Em primeiro lugar, aumentou o prestígio de Prigozhin e do grupo Wagner, para fúria do Comando do Exército, que reagiu reduzindo os fornecimentos ao grupo Wagner e sabotando assim as suas operações na Ucrânia. Os generais começaram a pressionar Putin para dissolver completamente o grupo Wagner e integrá-lo ao exército regular.
Prigozhin resistiu ferozmente a isso, denunciando furiosamente os generais Sergei Shoigu e Gerasimov por incompetência. O conflito terminou no motim fracassado liderado por Prigozhin em Junho, e na chamada marcha sobre Moscou, que também colapsou.
O que Prigozhin queria?
Os eventos que levaram ao colapso do motim permanecem obscuros. Será que Prigozhin imaginou que poderia derrubar Putin e assumir o poder? Isto dificilmente parece provável, embora a conduta de Prigozhin parecesse calculada para provocar uma ruptura aberta com o seu chefe.

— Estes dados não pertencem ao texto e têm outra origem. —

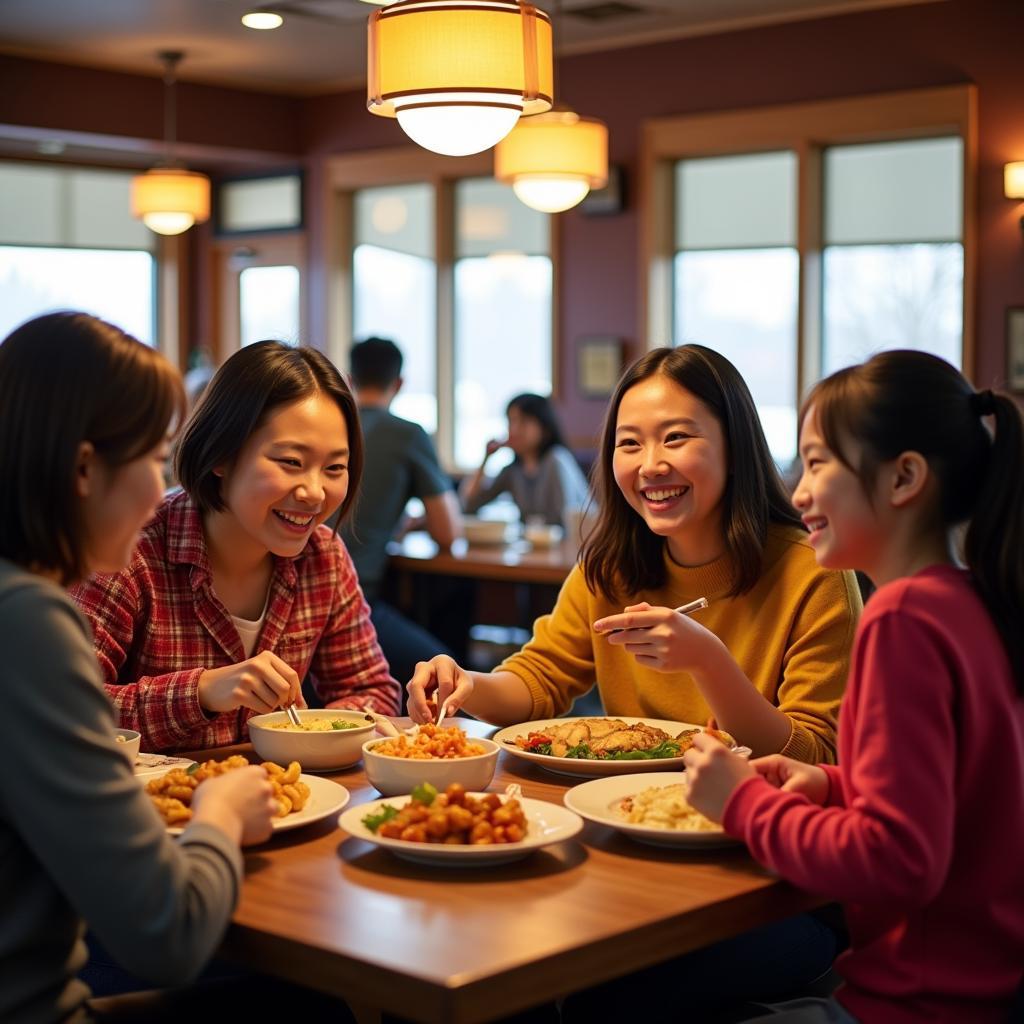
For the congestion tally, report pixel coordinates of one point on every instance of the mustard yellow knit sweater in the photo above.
(792, 636)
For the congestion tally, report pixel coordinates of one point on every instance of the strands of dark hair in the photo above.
(375, 363)
(244, 392)
(622, 556)
(540, 409)
(913, 401)
(69, 378)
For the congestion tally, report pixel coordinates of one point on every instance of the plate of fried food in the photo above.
(460, 828)
(650, 808)
(301, 799)
(594, 748)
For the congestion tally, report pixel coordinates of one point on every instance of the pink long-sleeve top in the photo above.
(922, 836)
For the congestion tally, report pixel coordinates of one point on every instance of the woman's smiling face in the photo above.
(290, 475)
(671, 465)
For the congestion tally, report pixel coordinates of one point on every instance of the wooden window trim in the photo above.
(806, 129)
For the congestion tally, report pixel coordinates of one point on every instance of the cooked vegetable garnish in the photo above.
(384, 813)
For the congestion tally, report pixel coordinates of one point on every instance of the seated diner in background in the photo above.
(544, 478)
(237, 590)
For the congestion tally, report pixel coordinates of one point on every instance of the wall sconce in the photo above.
(1013, 182)
(458, 74)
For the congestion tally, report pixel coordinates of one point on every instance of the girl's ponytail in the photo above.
(993, 545)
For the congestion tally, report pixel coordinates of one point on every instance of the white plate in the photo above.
(326, 798)
(597, 801)
(548, 823)
(590, 769)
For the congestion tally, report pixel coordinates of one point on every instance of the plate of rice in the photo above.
(650, 808)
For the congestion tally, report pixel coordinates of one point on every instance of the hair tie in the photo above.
(983, 402)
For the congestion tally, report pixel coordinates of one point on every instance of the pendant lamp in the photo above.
(553, 160)
(169, 199)
(458, 74)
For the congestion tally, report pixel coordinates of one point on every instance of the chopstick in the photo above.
(683, 609)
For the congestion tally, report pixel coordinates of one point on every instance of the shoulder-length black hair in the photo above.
(68, 378)
(540, 409)
(622, 556)
(244, 392)
(913, 401)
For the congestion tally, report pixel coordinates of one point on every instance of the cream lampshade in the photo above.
(170, 201)
(458, 74)
(553, 160)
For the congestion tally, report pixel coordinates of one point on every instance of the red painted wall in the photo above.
(906, 47)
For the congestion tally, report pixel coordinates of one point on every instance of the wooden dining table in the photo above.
(512, 561)
(465, 944)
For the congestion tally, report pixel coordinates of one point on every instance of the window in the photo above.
(268, 304)
(798, 240)
(394, 289)
(502, 305)
(457, 272)
(893, 258)
(68, 241)
(736, 275)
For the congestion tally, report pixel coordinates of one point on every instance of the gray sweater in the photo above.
(557, 485)
(79, 839)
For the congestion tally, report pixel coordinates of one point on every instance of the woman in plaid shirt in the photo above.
(236, 591)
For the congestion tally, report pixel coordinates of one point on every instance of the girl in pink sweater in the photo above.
(920, 829)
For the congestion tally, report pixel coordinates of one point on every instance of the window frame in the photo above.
(332, 244)
(806, 129)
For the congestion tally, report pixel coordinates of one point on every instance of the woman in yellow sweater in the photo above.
(691, 506)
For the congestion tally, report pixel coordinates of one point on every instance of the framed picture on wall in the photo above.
(599, 363)
(1015, 349)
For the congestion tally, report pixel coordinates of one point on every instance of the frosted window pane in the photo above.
(881, 297)
(396, 217)
(743, 304)
(394, 296)
(100, 212)
(503, 306)
(736, 202)
(491, 219)
(115, 285)
(894, 192)
(262, 204)
(268, 304)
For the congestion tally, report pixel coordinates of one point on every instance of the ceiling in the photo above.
(322, 45)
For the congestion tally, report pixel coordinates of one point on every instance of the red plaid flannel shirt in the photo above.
(158, 625)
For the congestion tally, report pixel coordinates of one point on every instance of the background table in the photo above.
(470, 944)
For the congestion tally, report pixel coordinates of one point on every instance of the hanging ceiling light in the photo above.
(458, 74)
(169, 199)
(553, 160)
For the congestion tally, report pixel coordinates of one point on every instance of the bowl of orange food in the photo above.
(328, 738)
(438, 756)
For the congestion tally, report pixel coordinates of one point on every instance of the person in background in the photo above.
(690, 506)
(85, 411)
(920, 828)
(237, 591)
(400, 464)
(544, 478)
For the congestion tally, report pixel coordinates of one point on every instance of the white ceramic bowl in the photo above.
(394, 776)
(543, 535)
(130, 743)
(314, 751)
(485, 530)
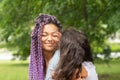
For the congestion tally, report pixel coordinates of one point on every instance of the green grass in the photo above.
(18, 70)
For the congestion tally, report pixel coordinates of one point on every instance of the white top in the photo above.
(89, 66)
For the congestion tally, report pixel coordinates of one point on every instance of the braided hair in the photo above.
(37, 62)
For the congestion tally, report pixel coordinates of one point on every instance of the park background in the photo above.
(100, 19)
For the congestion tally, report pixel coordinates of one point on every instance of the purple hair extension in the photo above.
(37, 62)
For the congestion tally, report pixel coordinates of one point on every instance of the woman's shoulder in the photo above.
(82, 75)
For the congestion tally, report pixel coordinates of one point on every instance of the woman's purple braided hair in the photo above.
(37, 63)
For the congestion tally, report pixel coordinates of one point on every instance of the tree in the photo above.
(95, 17)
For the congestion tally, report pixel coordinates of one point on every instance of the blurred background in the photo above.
(100, 19)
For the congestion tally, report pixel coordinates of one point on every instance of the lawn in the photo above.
(18, 70)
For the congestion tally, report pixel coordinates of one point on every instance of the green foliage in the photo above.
(98, 18)
(115, 47)
(13, 70)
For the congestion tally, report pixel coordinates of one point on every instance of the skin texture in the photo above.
(50, 40)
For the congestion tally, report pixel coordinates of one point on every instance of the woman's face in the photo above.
(50, 37)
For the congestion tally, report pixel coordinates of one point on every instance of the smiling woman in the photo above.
(45, 40)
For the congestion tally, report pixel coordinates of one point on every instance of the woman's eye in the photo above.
(44, 34)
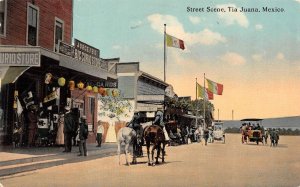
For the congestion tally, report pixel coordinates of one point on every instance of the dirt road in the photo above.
(230, 164)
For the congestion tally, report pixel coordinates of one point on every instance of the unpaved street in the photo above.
(230, 164)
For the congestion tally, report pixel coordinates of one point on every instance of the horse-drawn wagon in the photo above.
(218, 131)
(252, 130)
(192, 126)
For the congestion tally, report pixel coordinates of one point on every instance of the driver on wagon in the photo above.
(159, 120)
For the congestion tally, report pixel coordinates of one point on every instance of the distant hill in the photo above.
(284, 122)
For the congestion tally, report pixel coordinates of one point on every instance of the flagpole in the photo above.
(196, 105)
(165, 57)
(204, 100)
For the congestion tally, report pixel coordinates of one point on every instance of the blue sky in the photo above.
(254, 55)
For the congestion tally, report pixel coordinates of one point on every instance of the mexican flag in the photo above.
(171, 41)
(200, 92)
(214, 87)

Embora não tenha feito nenhuma crítica direta a Putin, limitando os seus ataques a Shoigu e Gerasimov, Prigozhin não podia ignorar que, ao fazê-lo, estava a lançar um desafio direto ao próprio presidente.
Pelo seu conhecimento pessoal de Vladimir Putin, ele devia estar bem ciente de que este é um homem que não consegue tolerar nem a mais leve dissidência. A crítica mais branda resulta na punição mais severa. Participar numa manifestação pacífica pode resultar numa pena de prisão prolongada.
No entanto, aqui estava um homem que liderou uma revolta armada contra o governo – uma revolta que levou a uma série de mortes de militares.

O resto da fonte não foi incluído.